Regarding motif complexity, computing and storing higher-order motifs incur additional complexity, which scales with respect to the number of relations. For instance, to compute k-path motifs, we would need a computation complexity of without using sparse matrix multiplications. We include our detailed explanation again in App. H.
- “Q4: Is there an upper bound to adding motifs that start to deteriorate the performance?”
Theoretically, adding motifs that can not be mapped via a core-onto homomorphism to an existing one will provably be more expressive. Empirically, whether such additions lead to performance improvements or deterioration depends significantly on the dataset and specific task characteristics. Intuitively, introducing an excessive number of motifs could reduce the signal-to-noise ratio in the constructed relation hypergraphs, potentially deteriorating the model's performance.
“Other Strengths And Weaknesses. … I would like to understand the flexibility of incorporating the framework into existing KGs.”
Our framework is flexible and has been tested on 54 KGs from various domains and task settings, as shown in the experimental section.
“Other Comments. ...minor typos ...”
We will modify this in the updated manuscripts.
Thank you for addressing my questions and concerns. I will maintain my recommendation.

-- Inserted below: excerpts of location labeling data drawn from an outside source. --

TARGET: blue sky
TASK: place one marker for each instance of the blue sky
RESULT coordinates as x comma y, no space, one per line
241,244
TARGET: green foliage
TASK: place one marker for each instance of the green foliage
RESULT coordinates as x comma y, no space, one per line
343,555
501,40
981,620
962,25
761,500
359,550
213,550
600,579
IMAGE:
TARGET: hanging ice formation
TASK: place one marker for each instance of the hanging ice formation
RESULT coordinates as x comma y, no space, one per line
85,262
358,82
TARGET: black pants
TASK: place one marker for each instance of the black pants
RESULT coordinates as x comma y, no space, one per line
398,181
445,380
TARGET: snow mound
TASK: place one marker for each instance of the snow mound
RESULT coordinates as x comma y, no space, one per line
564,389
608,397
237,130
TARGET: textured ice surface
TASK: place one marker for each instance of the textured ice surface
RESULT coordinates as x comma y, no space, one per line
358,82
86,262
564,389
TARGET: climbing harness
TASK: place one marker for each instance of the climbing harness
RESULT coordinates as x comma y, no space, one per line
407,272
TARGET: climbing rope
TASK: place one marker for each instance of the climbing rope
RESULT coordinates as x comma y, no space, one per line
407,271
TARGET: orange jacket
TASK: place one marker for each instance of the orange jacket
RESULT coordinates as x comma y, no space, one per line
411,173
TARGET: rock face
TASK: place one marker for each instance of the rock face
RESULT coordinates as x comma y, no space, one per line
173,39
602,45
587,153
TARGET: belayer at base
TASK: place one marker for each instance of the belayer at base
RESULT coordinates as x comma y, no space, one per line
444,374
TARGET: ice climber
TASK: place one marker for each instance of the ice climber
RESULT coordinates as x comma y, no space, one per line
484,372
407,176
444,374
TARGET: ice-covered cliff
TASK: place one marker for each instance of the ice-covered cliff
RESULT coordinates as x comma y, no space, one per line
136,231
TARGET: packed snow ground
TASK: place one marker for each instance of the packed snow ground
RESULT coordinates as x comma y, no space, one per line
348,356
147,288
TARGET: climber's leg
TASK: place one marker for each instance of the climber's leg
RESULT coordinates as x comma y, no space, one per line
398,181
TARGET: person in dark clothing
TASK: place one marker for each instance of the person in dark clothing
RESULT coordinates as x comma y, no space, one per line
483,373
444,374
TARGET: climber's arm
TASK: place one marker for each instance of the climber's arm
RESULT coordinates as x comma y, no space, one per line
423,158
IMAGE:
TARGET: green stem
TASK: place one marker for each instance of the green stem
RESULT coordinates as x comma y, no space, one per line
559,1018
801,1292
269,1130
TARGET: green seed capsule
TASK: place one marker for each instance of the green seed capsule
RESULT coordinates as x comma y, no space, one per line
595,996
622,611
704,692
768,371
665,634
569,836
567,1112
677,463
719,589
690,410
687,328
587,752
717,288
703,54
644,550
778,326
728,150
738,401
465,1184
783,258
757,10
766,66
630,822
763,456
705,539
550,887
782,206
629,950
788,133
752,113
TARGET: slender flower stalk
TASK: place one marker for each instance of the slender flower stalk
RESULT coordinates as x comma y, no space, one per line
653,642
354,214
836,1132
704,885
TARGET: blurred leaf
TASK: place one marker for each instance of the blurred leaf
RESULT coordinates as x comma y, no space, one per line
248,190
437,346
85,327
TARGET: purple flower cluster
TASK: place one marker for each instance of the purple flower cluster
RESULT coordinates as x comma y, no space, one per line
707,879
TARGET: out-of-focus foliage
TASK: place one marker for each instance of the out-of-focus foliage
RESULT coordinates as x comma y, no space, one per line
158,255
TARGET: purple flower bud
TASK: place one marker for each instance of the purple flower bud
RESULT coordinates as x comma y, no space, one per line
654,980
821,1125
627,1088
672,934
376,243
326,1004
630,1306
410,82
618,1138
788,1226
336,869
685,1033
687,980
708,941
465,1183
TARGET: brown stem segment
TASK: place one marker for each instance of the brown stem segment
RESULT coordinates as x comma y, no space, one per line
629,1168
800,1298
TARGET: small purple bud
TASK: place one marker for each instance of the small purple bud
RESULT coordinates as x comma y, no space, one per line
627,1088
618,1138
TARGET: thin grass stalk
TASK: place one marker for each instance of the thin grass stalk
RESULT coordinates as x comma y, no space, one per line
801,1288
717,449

The paper delves into the expressiveness of Knowledge Graph Foundation Models (KGFMs) and proposes a novel framework called MOTIF to enhance their expressive power by utilizing richer motifs beyond binary interactions. The authors rigorously establish the theoretical underpinnings of their proposed framework and empirically validate their claims through extensive experimentation, demonstrating the framework's effectiveness in capturing complex relational structures and its superiority over existing models like ULTRA.
The idea to introduce higher order motifs to improve the expressiveness of KGFMs makes sense to me. I have similar concerns about the additional computing cost as Reviewer EEM2, which has been addressed by the authors in the response.
The authors addresses potential concerns in the rebuttals regarding the comparison with concurrent work, TRIX, clarifying that while TRIX is a relevant and contemporaneous work, it is not mandatory to directly compare with it given the ICML policy on concurrent work.
The authors also addressed the reviewers' concerns by providing detailed responses and revisions to the manuscript, addressing issues such as the framework's scalability, the practicality of the proposed method, and the necessity for more intuitive explanations and examples.